The epidemic of Tommy John surgeries got us thinking, so we asked orthopedic sports medicine surgeon J. Martin Leland, MD, can MLB do anything to prevent UCL injuries?
Martin Leland: I don’t think there’s much Major League Baseball can do other than slowing down the game. I don’t think you’d see this many injuries if the speed of a pitch in MLB were 60 miles per hour.
Here’s why. As pitchers hit higher and higher speeds on the radar gun, the only way to accomplish that is by having faster arm velocity. Although the kinetic chain of the throwing motion starts in the legs and travels through the rotation of the hips and torso, the speed of the ball ultimately comes from the speed of rotation in the arm. Pitchers cock their arm way, way, way back as they start throwing, putting incredible stress on the elbow. The UCL is the only thing keeping the arm from literally flying apart.
Pitch counts are also incredibly important. Five hundred pitches will obviously stress the arm less than 50,000. As does rest. Although the type of pitch matters —we still don’t feel like curveballs are good for young kids to be throwing — it’s much more important to keep track of pitch counts and rest. Athletes that pitch eight months or less have greatly reduced risk for a UCL injury.
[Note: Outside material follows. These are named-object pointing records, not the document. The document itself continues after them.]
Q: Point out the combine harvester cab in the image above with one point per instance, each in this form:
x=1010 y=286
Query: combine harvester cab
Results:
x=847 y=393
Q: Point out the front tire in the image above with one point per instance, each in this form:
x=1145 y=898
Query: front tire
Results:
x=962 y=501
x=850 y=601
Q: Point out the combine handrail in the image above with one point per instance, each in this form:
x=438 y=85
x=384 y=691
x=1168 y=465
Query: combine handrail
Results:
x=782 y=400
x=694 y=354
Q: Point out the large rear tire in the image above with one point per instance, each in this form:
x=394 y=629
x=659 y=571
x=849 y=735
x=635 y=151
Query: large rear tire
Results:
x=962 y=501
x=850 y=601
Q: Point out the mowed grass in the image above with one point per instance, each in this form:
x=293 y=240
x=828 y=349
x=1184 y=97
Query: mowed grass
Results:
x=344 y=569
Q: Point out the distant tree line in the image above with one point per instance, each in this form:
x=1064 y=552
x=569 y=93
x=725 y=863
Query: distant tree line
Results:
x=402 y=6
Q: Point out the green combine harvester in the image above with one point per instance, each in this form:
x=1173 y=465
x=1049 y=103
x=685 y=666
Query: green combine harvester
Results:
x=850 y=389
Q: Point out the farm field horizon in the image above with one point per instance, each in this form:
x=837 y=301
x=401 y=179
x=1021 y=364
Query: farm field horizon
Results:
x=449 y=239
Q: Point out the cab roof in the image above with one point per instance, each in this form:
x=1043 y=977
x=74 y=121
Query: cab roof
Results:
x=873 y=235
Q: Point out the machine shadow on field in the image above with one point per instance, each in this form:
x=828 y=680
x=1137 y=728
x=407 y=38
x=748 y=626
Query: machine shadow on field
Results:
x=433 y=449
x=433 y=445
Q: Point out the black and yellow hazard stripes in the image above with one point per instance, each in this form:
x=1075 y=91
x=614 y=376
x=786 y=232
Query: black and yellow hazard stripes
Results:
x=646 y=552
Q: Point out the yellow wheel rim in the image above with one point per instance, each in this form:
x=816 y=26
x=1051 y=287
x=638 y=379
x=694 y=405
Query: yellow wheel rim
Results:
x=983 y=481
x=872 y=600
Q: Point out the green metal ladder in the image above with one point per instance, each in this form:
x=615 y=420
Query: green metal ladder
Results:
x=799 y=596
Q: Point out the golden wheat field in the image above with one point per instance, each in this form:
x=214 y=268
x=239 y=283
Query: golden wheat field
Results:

When players come back from UCL repair, they frequently are treated more gently than a player that has not so as to not stress the repair. If you treat someone who’s never had a UCL injury as if they’re coming back from UCL repair, you may prevent injuries.
These aren’t great options for Major League Baseball, but they’re the only ones right now to really prevent UCL tears. However, there could be potential ways to reduce the risk of injury in the future.
People were asking the exact same question about ACL injuries ten to 15 years ago. There has been some very positive research, that by doing certain training exercises and warm up drills, that the risk of ACL injury can be cut in half.
In thinking about the future of UCL injuries, it will probably be along similar lines. Prevention to injury becomes about determining what exercises are most important and making sure what athletes are doing those, depending on their focus.
There’s also research on ultrasound of the UCL to try and predict when a player might have a higher risk of injury. There aren’t any clear conclusions yet, but perhaps if they look at more and more players, a pattern will emerge where if the UCL looks a certain way, it has higher risk for injury and the player can be shut down for rest.